Je n’ai pas plus de preuves à apporter que Guy Millière. Mais je n’ai pas non plus écrit que l’université française était au travail, ni que nous avions le meilleur système, ni que tout était pour le mieux dans le meilleur des mondes possibles. Donc, j’ergotais effectivement, à l’instar de Guy Millière.

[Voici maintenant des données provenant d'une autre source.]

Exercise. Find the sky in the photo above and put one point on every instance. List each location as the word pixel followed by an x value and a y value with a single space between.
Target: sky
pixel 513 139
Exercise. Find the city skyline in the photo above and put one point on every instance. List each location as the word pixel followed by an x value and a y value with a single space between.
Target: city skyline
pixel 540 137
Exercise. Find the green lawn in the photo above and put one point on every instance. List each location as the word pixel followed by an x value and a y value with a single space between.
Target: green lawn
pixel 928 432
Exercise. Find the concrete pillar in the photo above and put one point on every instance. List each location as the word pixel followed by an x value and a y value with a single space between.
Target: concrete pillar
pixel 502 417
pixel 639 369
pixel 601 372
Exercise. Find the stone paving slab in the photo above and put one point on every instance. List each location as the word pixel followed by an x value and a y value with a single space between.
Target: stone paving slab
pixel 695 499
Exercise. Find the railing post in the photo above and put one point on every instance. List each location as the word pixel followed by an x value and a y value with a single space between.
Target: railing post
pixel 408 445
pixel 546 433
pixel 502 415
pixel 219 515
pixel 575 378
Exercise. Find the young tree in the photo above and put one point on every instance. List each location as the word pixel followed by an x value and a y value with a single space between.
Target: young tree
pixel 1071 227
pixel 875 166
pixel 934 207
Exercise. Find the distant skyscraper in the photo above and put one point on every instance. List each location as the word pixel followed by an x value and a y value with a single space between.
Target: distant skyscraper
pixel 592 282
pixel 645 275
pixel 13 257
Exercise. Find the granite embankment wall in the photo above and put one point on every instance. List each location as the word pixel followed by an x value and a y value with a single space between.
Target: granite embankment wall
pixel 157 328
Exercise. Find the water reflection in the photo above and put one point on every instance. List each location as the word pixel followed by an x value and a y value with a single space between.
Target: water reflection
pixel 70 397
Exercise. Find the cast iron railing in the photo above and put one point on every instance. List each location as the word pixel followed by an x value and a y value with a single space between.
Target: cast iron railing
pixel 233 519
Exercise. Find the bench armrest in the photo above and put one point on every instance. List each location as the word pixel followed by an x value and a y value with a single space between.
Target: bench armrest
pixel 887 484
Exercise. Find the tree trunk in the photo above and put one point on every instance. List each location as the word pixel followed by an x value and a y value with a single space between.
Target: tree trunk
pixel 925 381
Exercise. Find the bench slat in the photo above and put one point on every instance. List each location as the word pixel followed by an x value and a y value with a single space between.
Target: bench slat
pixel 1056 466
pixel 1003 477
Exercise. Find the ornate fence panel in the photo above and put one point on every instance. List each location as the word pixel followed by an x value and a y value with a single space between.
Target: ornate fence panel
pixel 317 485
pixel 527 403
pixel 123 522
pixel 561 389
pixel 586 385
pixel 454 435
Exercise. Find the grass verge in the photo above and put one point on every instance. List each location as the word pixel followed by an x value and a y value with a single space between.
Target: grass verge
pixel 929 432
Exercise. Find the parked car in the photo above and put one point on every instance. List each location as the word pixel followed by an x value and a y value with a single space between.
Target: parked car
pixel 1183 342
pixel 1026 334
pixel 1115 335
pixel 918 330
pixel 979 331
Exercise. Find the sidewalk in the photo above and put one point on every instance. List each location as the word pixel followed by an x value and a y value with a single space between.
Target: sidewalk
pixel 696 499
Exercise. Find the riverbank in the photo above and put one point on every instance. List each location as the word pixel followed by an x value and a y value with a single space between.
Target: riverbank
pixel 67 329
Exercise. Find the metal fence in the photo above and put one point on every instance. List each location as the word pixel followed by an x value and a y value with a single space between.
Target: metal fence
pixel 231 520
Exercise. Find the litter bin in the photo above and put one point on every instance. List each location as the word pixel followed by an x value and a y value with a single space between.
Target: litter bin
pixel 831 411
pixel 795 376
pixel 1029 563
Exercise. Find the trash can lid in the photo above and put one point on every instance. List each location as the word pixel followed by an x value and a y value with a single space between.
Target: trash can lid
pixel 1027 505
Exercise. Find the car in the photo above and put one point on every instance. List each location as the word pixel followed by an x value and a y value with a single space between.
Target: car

D’où viendraient les capitaux si ce n’étaient des entreprises ? Harvard, université américaine privée est certes en majorité financée par les dons de ses anciens étudiants, comme par ses placements, mais la mentalité française est différente de la mentalité américaine. Je vois mal d’anciens étudiants français consacrer une partie de leur fortune à leur université. Donc, en France, privatisation rimerait avec soumission aux entreprises. Or une entreprise vise la valeur ajoutée, si possible à court et moyen terme. Rien de plus normal, ce n’est pas critiquable. Je vois mal des entreprises financer la physique quantique si elles ne peuvent disposer d’applications technologiques à valoriser à court terme.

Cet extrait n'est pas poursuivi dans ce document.